A Roma gli abituali clienti della Centrale rimandano indietro i furgoni con il carico intatto, anche la Centrale di Milano ha una resa molto alta. Chi allora aveva in famiglia figli piccoli ricorderà i pacchi depositati in cucina dei cartoni di latte a lunga conservazione, scomparso quasi subito dagli scaffali dei supermercati.

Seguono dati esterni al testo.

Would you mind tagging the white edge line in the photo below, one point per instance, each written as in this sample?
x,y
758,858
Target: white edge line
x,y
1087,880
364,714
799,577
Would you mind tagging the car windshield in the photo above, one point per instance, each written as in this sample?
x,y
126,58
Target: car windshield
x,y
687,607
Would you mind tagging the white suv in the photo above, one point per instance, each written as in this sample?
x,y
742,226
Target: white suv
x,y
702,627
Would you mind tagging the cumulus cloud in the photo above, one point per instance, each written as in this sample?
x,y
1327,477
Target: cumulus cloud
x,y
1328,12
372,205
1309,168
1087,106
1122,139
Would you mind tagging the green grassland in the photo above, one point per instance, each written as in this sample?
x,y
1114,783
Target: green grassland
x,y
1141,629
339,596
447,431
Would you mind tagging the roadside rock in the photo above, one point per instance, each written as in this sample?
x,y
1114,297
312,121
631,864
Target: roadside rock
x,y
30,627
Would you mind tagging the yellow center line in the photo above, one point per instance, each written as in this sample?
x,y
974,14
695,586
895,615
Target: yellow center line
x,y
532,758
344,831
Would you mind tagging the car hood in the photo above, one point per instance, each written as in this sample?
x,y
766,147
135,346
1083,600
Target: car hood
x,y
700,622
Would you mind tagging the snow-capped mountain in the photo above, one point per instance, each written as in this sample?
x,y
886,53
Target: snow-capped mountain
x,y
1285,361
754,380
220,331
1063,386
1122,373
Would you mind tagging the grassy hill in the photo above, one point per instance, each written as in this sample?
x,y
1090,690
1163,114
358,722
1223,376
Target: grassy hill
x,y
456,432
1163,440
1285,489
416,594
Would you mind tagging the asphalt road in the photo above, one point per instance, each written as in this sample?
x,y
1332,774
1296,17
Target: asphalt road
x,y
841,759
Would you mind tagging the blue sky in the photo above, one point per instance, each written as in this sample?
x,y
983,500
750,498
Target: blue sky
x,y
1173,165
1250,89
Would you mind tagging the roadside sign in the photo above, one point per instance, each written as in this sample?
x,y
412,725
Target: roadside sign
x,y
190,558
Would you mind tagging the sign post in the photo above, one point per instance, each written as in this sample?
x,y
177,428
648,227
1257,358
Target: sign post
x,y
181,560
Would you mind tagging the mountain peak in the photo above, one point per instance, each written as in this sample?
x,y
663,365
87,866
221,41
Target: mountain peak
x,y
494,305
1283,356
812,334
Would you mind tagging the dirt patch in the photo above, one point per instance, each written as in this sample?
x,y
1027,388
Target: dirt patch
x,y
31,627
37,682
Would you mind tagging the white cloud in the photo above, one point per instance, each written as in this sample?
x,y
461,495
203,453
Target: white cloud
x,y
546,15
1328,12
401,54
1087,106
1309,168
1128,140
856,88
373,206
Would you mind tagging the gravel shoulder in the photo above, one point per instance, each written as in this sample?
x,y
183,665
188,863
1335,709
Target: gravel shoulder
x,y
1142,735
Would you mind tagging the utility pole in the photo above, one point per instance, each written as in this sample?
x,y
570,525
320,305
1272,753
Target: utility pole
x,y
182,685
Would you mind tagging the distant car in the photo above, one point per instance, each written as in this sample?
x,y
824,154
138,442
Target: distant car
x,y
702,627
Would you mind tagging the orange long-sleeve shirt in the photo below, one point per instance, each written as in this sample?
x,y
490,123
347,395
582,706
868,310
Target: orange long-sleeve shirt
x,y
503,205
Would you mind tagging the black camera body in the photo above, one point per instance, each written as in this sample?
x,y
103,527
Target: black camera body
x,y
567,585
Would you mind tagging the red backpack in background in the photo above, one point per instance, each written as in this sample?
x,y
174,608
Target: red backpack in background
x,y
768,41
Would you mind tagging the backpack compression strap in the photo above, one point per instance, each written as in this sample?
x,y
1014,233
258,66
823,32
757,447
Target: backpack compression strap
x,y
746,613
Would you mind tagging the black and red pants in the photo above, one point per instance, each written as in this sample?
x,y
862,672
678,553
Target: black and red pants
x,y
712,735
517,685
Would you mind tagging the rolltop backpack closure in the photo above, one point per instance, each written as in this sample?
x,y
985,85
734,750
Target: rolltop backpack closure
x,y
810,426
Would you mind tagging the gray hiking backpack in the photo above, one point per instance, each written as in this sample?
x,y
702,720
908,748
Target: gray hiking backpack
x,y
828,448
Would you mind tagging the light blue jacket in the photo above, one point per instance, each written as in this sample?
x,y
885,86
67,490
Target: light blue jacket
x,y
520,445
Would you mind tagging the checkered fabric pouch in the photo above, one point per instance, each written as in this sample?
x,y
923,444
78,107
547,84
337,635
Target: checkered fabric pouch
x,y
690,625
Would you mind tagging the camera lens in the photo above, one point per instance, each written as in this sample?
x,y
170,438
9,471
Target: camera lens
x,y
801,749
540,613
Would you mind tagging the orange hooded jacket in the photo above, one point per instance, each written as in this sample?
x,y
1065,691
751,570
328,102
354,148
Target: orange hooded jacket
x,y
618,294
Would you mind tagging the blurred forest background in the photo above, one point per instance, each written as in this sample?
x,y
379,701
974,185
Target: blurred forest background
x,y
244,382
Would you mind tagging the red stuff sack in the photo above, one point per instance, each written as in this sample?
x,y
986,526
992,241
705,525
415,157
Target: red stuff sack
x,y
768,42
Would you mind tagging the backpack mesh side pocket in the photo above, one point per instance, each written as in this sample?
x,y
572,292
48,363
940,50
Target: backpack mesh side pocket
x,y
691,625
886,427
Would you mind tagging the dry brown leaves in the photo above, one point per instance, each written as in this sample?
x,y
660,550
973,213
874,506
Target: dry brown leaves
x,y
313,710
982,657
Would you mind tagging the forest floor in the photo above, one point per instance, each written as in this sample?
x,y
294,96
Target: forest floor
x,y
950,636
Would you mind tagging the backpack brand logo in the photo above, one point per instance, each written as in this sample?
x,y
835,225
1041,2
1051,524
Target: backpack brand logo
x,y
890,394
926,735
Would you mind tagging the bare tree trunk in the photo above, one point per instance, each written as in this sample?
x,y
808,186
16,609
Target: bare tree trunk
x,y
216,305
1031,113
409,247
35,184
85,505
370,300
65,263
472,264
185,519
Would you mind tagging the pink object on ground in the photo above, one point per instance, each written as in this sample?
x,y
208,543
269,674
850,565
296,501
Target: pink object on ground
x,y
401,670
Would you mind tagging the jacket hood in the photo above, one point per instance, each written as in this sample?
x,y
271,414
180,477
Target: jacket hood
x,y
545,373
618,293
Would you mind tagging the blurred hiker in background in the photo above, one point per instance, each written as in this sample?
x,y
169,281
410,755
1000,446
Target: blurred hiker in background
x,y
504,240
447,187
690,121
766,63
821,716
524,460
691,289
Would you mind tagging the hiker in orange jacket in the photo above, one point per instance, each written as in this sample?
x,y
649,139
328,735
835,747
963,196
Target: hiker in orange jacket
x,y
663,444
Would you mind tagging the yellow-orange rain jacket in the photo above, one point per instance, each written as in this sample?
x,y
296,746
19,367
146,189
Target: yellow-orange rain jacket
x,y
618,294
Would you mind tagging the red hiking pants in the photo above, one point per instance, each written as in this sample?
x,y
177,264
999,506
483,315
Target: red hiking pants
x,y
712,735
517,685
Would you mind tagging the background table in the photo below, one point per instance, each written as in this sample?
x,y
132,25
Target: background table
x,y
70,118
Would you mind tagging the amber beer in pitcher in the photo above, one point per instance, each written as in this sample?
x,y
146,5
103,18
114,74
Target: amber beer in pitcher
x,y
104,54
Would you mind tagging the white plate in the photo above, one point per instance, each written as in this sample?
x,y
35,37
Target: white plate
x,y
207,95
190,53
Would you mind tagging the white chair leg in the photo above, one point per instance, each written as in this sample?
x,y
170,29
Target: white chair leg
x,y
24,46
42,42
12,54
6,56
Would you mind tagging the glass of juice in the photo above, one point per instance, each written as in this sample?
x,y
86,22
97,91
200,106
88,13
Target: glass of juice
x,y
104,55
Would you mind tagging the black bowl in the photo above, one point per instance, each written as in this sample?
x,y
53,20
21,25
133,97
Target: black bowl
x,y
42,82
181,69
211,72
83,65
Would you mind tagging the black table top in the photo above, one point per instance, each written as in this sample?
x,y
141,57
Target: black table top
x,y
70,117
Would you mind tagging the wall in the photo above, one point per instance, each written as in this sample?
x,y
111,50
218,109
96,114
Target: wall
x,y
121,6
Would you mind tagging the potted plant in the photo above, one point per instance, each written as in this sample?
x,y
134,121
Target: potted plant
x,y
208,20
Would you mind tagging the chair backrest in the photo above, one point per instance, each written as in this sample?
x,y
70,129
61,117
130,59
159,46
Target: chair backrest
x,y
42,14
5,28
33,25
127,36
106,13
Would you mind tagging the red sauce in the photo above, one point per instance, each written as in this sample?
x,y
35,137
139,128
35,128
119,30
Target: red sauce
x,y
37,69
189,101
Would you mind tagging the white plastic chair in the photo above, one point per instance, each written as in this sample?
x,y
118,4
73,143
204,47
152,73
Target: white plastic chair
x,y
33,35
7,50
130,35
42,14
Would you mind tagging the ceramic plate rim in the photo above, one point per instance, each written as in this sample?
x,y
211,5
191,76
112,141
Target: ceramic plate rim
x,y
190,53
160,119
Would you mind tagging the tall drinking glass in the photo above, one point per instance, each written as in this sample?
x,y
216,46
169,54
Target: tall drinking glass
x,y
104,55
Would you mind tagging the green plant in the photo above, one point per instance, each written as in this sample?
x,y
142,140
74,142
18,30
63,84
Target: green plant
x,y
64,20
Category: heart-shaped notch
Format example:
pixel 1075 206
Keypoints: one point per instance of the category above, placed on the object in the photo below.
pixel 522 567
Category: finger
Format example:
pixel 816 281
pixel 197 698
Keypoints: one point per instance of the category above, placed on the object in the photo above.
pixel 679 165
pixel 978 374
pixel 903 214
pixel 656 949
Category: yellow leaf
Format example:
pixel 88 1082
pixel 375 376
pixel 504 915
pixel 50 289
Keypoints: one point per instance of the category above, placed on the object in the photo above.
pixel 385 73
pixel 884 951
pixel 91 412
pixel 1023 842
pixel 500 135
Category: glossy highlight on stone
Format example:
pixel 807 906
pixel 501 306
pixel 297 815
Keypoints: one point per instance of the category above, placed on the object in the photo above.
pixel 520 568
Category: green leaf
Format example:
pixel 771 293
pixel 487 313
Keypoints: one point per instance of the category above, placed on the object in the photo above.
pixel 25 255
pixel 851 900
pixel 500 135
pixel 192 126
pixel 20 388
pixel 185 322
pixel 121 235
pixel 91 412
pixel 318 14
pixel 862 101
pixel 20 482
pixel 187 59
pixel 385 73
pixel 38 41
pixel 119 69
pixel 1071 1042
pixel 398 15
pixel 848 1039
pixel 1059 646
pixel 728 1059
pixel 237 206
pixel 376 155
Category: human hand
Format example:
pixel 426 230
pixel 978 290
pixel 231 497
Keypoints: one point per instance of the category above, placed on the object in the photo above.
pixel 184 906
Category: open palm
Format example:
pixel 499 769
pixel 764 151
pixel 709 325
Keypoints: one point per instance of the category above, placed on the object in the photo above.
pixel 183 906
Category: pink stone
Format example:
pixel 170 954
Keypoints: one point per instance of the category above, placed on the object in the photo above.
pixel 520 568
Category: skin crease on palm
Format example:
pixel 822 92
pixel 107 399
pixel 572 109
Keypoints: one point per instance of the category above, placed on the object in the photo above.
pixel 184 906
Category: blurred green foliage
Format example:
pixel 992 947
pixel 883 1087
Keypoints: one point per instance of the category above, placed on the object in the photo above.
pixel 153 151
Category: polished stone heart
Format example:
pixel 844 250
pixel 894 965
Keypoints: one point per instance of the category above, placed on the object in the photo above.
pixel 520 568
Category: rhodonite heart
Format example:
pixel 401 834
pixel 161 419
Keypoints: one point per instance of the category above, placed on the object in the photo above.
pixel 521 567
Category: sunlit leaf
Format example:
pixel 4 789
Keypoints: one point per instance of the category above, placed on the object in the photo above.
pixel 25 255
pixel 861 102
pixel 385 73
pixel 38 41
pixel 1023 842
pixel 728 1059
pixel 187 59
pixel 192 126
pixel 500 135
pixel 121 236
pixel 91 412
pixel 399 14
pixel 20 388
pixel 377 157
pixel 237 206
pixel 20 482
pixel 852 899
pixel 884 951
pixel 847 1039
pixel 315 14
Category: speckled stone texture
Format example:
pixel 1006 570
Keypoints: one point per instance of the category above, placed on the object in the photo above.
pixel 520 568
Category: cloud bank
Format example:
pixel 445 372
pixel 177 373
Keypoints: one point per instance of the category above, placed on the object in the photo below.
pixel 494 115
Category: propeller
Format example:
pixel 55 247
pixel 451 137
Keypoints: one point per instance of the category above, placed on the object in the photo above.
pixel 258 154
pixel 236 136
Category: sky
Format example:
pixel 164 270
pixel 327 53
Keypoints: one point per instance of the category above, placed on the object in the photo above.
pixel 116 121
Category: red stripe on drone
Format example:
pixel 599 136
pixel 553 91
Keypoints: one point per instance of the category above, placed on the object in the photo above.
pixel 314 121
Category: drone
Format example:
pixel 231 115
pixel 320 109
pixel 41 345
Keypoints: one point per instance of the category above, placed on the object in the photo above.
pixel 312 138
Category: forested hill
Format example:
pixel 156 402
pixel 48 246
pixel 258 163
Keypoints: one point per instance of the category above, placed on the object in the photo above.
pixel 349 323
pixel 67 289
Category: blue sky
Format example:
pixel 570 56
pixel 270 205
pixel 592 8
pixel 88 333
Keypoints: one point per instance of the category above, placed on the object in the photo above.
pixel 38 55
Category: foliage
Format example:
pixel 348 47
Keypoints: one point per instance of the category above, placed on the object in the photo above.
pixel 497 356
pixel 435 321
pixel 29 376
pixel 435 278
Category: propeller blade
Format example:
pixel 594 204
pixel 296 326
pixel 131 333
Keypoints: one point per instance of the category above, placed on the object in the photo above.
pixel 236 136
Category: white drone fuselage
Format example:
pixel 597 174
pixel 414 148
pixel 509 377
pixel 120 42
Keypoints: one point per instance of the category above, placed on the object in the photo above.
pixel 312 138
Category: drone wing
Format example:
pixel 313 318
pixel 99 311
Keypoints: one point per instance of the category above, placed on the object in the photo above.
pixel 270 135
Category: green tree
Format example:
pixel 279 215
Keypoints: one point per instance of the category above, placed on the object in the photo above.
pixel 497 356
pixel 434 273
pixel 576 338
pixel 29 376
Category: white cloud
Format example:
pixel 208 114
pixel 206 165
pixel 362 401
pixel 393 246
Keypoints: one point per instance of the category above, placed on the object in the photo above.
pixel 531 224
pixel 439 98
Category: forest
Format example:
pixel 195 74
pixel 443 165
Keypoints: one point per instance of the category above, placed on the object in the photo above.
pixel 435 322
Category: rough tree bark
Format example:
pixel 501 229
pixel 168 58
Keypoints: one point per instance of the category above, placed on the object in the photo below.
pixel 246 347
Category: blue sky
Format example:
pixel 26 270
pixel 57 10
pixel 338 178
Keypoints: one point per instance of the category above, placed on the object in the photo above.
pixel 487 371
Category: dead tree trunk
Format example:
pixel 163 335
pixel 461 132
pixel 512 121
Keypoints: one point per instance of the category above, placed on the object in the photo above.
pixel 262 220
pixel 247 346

Passeranno alcune settimane prima che il presidente del Consiglio Craxi, parlando ai microfoni della Rai, inviti i cittadini italiani a «tornare serenamente alle nostre abitudini alimentari».

I referendum sul nucleare del 1987 e 2011
Una “ricaduta” di Chernobyl - non di radioattività, ma di carattere politico - fu per il nostro paese il risultato dei tre referendum del novembre 1987, quando vennero bocciati a larga maggioranza la localizzazione delle centrali atomiche, la partecipazione alla costruzione delle centrali all'estero e i contributi ai comuni che accettavano centrali sul loro territorio: di fatto, anche se non “de jure”, fu sancita dalle urne l'uscita dell'Italia dal nucleare.

Per più di vent'anni la questione nucleare in Italia resta negli archivi della cronaca e della storia, ma nel 2008 il governo Berlusconi approva il piano triennale per lo sviluppo 2009-2011 (poi votato anche dal Parlamento) che disegna il ritorno del paese al nucleare, con l'obiettivo di arrivare a coprire il 25% del fabbisogno elettrico nazionale. Viene prevista la realizzazione di quattro impianti localizzati su due o tre siti. Anche questa volta parte la raccolta delle firme per il referendum abrogativo, indetto nel giugno 2011 insieme ai quesiti sulla privatizzazione dell'acqua e sul “legittimo impedimento” del presidente del Consiglio.

Ma tre mesi prima della consultazione popolare avviene il disastro della centrale atomica giapponese di Fukushima Dai-ichi, a seguito del terremoto e del maremoto dell'11 marzo: alle urne viene agevolmente superato il quorum del 50% più uno degli elettori e c'è un boom di “sì” per tutti i quesiti. Il ritorno del nucleare viene respinto dal 94,5% dei votanti.